Even on his alone days he is kept company by three ghosts, not the Dickens variety, perhaps, but spirits to which he has assigned some form of story. One is evident only by the click-clack of men’s dress shoes as it paces the floors. Another appears as a shadow in his bedroom doorway, there and then gone in the blink of an eye. Research has told him it could be a youth, as their spirits tend to be shadows and they love to play tricks. The third spirit tends to hang out in his kitchen, and may have anger issues which gets taken out on his enamel cookware. A pot went sailing across the room one night as his friend searched for something in the fridge. The invisible roommates don’t phase him a bit. “I’m the one who moved in on them,” he says. “It’s all part of the great history of the house.”
Down time is more like break time between jobs. He has five. He works in a restaurant, and an antique store. He produces Housewives and is becoming more involved in a local film production company. He provides after-school programming for elementary and middle school kids through Active Pictou County, teaching cooking and outdoor recreation, and is a wedding and events decorator.
And his heart breaks at least once a day, as he feels deeply the details and events most others pass by.
“Most of my house is furnished from Spring Cleanup day,” he gestures toward the furniture he has room for. “My garage is stuffed with things I couldn’t use. I couldn’t bear the thought of them just being taken to the dump.” He sighs, a moment of sadness. “Someday
I’ll fix them up and give them to my friends, or hey, maybe even sell them. I am entrepreneurial,” he adds, brightening at yet another opportunity.
His heart also breaks for those who didn’t have what he did through school: supportive family and friends. Growing up as one of three gay students (that he knew of) in a Catholic high school sounds painful and he admits, a thick skin is helpful. But he also remembers feeling loved and safe in being who he is. Moving away from that safety net to Pictou County was difficult at first, and while he soon felt safe and welcomed here, too, he knows not everyone does. In another new endeavour, he hopes to change that. “It’s a drag show!” he announces with flair. Teaming up with local musicians and members of the LGBT community, he hopes at a musical show planned for this coming summer will entertain all ages. “There will be great music, costumes, and just a whole lot of fun,’” he says. The side message, however, will be that everyone deserves to enjoy and share who they are to the fullest, in any community.
Does openness to life have anything to do with acceptance?
“Of course, I try to be a good friend, and to be a positive influence for change,” he says.
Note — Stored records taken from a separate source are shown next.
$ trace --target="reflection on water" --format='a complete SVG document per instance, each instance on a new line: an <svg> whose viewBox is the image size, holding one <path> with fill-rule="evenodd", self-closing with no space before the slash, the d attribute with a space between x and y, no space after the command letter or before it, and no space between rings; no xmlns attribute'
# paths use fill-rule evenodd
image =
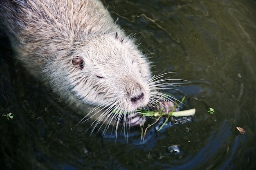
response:
<svg viewBox="0 0 256 170"><path fill-rule="evenodd" d="M186 95L184 109L196 108L195 116L161 132L150 129L139 145L139 129L116 142L85 132L86 124L73 129L81 117L9 57L1 36L1 113L14 118L0 119L0 164L6 169L254 169L256 2L209 1L104 2L117 24L136 33L155 62L154 74L175 71L173 78L192 82L167 92ZM179 154L169 150L173 146Z"/></svg>

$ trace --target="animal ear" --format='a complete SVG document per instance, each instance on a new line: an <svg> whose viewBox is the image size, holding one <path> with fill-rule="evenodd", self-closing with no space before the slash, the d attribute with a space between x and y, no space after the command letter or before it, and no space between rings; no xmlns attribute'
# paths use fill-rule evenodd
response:
<svg viewBox="0 0 256 170"><path fill-rule="evenodd" d="M72 60L72 64L75 68L83 70L83 60L79 56L74 56Z"/></svg>
<svg viewBox="0 0 256 170"><path fill-rule="evenodd" d="M119 41L120 42L121 42L121 43L123 43L123 41L124 41L124 38L123 38L121 40L120 40L119 39L119 38L118 37L118 34L117 34L117 32L116 33L116 40L118 40L118 41Z"/></svg>

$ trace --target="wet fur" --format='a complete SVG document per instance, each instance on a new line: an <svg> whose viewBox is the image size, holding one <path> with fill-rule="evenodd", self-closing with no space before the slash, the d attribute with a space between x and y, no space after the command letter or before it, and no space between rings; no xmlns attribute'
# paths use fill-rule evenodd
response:
<svg viewBox="0 0 256 170"><path fill-rule="evenodd" d="M16 57L67 105L96 117L94 124L122 124L126 115L113 110L132 113L163 99L162 76L150 78L145 56L99 1L2 0L0 6Z"/></svg>

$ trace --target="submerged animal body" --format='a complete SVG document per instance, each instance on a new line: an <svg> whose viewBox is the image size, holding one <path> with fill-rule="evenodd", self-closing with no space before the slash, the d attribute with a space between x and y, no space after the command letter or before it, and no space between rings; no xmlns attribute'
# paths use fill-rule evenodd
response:
<svg viewBox="0 0 256 170"><path fill-rule="evenodd" d="M145 56L98 0L1 0L0 6L16 57L67 104L89 118L97 113L96 124L118 124L128 116L117 113L163 99L156 90L164 84L154 83L161 77L151 78Z"/></svg>

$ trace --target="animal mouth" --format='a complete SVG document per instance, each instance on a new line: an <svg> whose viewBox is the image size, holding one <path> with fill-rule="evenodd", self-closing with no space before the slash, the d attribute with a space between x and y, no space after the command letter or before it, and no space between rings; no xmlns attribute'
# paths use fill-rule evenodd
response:
<svg viewBox="0 0 256 170"><path fill-rule="evenodd" d="M131 99L131 102L133 104L136 104L139 103L140 101L142 101L144 99L144 93L141 93L138 96L134 97Z"/></svg>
What does he want to change? “Our attitudes here,” he replies with no pause. “The can be a lot of negativity, and we just have so much here to enjoy and be proud of. Economically, though, we have to do things differently. We have to make our own opportunities.”
In three years, Jake has evolved from a high school graduate to a landlord, filmmaker, director, actor, youth mentor, visionary, history buff, explorer and sultan of soirées. One could call that making his own opportunities.
“I do love it here,” he repeats. A door slams, but he isn’t worried. It’s just the ghost, and somewhere, another door opens.